New York Transit Museum
The New York Transit Museum (also called the NYC Transit Museum) is a museum that displays historical artifacts of the New York City Subway, bus, and commuter rail systems in the greater New York City metropolitan region. The main museum is located in the decommissioned Court Street subway station in Downtown Brooklyn and Brooklyn Heights in the New York City borough of Brooklyn. There is a smaller satellite Museum Annex in Grand Central Terminal in the midtown area of Manhattan.
On the platform (lower) level, two fully powered and operational subway tracks contain many historic examples of New York City subway and elevated railway equipment on permanent display. Preserved railcars, most of which can still be operated, date as far back as the predecessor companies that came before the New York City Transit Authority, such as the BMT and IRT private companies, and the city owned and operated IND. The platform bordering one of the two tracks is equipped with hinged bright yellow gap filler boards, to allow the narrower IRT railcars to be safely boarded from a platform which was built for the wider cars running on newer lines.
A few specialized railwork vehicles formerly used for maintenance are also usually on view. In addition to the operational rolling stock, there is a large wheel truck and motor (bogie) on display on the platform itself, along with a series of informational panels showing the development of New York City's rail transit systems.
In addition, a fully functional underground "signal tower" control room is on view, a facility that was used to monitor the IND Fulton Street Line and IND Crosstown Line when the subway station was in active revenue service. The track diagram indicator lights and control levers are fully operational, and are still needed when the subway cars on display are replaced or moved; however, since the controls are live, the control panel is secured and locked, but visitors can still view it through a window and read explanatory signs.
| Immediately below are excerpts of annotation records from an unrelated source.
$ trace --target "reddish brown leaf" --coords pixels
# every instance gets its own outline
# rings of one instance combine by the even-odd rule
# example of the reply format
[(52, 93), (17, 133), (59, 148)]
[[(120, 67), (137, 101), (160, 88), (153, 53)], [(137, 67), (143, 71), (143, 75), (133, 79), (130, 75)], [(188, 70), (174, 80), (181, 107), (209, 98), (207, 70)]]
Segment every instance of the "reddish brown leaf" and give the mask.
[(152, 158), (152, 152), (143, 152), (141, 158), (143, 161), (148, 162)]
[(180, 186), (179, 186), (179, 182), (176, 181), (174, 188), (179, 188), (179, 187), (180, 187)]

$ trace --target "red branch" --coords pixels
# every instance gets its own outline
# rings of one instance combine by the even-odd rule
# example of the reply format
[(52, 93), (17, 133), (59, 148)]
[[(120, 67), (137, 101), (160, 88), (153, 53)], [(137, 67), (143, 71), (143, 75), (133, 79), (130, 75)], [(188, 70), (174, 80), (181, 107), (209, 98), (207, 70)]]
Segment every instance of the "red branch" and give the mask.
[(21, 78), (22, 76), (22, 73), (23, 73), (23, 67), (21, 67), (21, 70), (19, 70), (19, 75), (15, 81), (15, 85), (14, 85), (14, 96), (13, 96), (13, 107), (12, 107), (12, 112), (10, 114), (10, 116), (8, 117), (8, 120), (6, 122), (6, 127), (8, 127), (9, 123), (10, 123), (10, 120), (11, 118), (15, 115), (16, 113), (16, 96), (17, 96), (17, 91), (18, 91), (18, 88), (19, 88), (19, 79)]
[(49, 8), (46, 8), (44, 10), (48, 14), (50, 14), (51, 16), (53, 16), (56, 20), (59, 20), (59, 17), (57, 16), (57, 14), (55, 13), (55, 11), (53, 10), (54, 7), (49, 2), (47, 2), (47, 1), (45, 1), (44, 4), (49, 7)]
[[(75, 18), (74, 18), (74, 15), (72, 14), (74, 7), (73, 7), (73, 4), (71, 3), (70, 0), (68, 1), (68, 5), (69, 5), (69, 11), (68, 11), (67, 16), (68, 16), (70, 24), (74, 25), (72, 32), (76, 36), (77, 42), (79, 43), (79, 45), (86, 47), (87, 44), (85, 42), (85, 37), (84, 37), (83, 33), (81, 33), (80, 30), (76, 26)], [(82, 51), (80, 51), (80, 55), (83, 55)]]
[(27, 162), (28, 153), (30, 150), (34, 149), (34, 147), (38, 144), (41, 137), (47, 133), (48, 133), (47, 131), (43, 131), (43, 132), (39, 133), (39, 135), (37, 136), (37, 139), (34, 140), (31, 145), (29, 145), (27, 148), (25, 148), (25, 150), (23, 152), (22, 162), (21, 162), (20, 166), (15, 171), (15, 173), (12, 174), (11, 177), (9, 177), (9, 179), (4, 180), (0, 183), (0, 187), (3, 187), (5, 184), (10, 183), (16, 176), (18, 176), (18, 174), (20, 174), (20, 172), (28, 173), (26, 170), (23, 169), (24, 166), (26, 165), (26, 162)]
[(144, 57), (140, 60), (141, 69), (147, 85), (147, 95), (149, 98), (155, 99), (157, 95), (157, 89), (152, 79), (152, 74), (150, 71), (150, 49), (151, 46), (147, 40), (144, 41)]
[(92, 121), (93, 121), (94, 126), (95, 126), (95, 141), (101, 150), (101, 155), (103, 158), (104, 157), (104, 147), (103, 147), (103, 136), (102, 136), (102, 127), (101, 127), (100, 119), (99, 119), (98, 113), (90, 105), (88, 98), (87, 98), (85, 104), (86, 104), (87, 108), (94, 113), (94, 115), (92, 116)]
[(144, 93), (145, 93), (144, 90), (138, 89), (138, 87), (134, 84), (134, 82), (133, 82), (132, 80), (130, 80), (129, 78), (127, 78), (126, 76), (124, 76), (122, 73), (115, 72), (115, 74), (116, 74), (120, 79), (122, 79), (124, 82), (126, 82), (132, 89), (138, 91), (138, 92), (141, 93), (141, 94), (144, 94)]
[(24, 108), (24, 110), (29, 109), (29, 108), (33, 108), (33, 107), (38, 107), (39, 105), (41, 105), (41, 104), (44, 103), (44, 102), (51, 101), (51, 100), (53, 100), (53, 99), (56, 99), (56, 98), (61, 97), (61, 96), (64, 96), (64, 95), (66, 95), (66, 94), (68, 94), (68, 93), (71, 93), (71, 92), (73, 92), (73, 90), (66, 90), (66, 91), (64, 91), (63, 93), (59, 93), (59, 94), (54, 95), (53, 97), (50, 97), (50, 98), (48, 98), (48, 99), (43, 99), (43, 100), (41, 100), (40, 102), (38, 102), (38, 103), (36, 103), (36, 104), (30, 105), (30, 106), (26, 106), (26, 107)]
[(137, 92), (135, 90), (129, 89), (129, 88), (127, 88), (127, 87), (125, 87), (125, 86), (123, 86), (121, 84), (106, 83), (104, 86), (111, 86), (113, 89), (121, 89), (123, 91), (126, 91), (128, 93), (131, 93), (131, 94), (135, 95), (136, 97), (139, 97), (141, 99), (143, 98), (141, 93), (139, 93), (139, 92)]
Other artifacts in the museum include a poster for the 1926 lost film, Subway Sadie, as well as an original brass light fixture from the station's operating days. It also features an original mosaic plaque from the 137th Street station, dating back to the subway's 1904 opening.
Bus fleet and artifacts
Besides subway cars, the museum has a sizable vintage bus fleet of retired buses. Because there is no area available for their permanent exhibition in the underground museum, they are stored in various bus depots around the city. They are brought out for special events, such as the museum's annual "Bus Festival," which is held annually in conjunction with the Atlantic Antic street fair. The Bus Festival began as an annual tradition in 1994. During the Bus Festival, the museum opens its doors for free.